When asked who was the F1 GOAT emerged, Ecclestone replied: “It is very difficult to assess. Fangio had one-year contracts and could step out of different cars and jump into the best. It doesn’t make him any better or any worse than anyone else. It is just a matter of fact.

“I believe that Alain Prost was the best. He had to drive with a lot of difficult co-drivers and when the race started he was on his own and had to look after the tyres and everything else.

“These guys today are fortunate in that they get more information over the radio than they should — about their competitors, the use of the tyres and all of that.

“The drivers have their hand held by people in the team. There are times Lewis had information given to him about tyres, and overruled the advice.

“That is as it should be. It shouldn’t be down to information over the pit wall or, worse, in the factory in Italy or Britain. It should be him, or any of the drivers, deciding everything,” insisted Ecclestone.

We might as well make the regulations say: Don’t race!

While F1 has enjoyed a tremendously competitive and unpredictable 71st season, race stewards have too often been called in to make some crucial decisions that have not always gone down well with fans, while delays in rulings served only to inflame the situation and give rise to tensions.

Ecclestone noted: “I’m a bit disappointed in the way the races have been looked into by the authorities this season. All these instructions: Don’t go over the white line, don’t do this, don’t do that”.

“We might as well make the regulations say: Don’t race! I say that because when the lights go out, these guys have to race. Sometimes one of them will take more of a risk and that’s what makes racing interesting.
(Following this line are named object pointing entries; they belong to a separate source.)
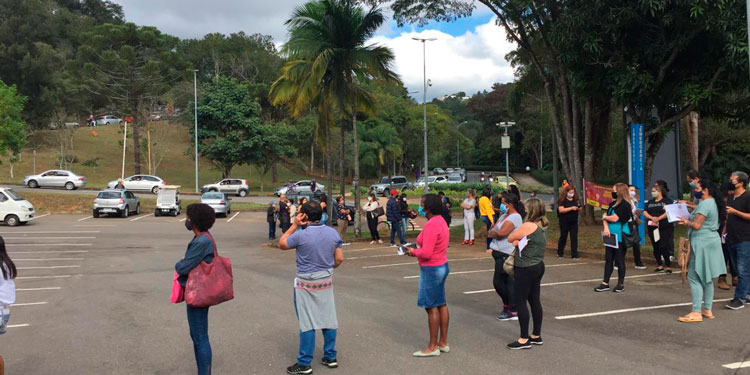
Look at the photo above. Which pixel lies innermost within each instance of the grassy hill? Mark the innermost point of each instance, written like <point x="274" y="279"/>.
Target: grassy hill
<point x="170" y="156"/>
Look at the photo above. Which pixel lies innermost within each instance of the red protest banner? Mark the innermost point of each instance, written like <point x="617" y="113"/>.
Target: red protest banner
<point x="597" y="195"/>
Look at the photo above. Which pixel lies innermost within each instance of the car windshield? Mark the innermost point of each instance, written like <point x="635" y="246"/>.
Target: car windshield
<point x="108" y="195"/>
<point x="13" y="195"/>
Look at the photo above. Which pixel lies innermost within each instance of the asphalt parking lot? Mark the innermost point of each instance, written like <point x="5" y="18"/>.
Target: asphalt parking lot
<point x="93" y="298"/>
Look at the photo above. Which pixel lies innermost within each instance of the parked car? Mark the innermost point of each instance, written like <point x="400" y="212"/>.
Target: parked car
<point x="234" y="186"/>
<point x="14" y="210"/>
<point x="168" y="201"/>
<point x="140" y="182"/>
<point x="116" y="202"/>
<point x="108" y="119"/>
<point x="220" y="202"/>
<point x="300" y="186"/>
<point x="397" y="182"/>
<point x="431" y="180"/>
<point x="55" y="178"/>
“Not going a little bit off the track — it makes hardly any difference because they all have the same opportunity to get an advantage.”

Ecclestone warned that the F1 season is too long, even longer next year, and dilutes the prestige of each Grand Prix: “The other thing that concerns me is the number of races we have. It detracts a lot of interest. People will decide what are the big six or eight races and glamorise them.

“The others will be forgotten. Buried, in fact. They are better off concentrating, as we had in the past, on 16 or 18 races rather than 22 or 23. They should be in the right areas of the world.

“The current bosses are doing the best they can under the circumstances. It is easy to have opinions and harder to carry things out.”

Lewis can’t rely on the supposed fact that his opinion is the single opinion that people should look up to

Among those “circumstances” is Hamilton’s social activism which he brings to the F1 stage. Ecclestone said of the seven-time F1 World Champion: “I haven’t spoken to Lewis for months. There’s nothing really that we have too much in common about that we want to discuss.

“I respect him and all the things he is trying to do, but he has to respect and believe that other people — and I am not just speaking about myself — have opinions. He can’t rely on the supposed fact that his opinion is the single opinion that people should look up to.”

One of the big criticisms Ecclestone faced towards the end of his tenure as the sport’s supremo was his reluctance to embrace the social media boom and explore new content delivery platforms such as YouTube, Twitter, Netflix and the like.

“People criticise me for not bringing Netflix in when I was looking after things,” continued Ecclestone: “There is one problem with that. It didn’t exist then. I spoke to Apple about doing a series but they didn’t want to at the time.

“People have told me Netflix is good but that some of it may be a bit manufactured. I get everything I need from Sky. They are 100 per cent brilliant and don’t do silly gimmicks,” explained Ecclestone.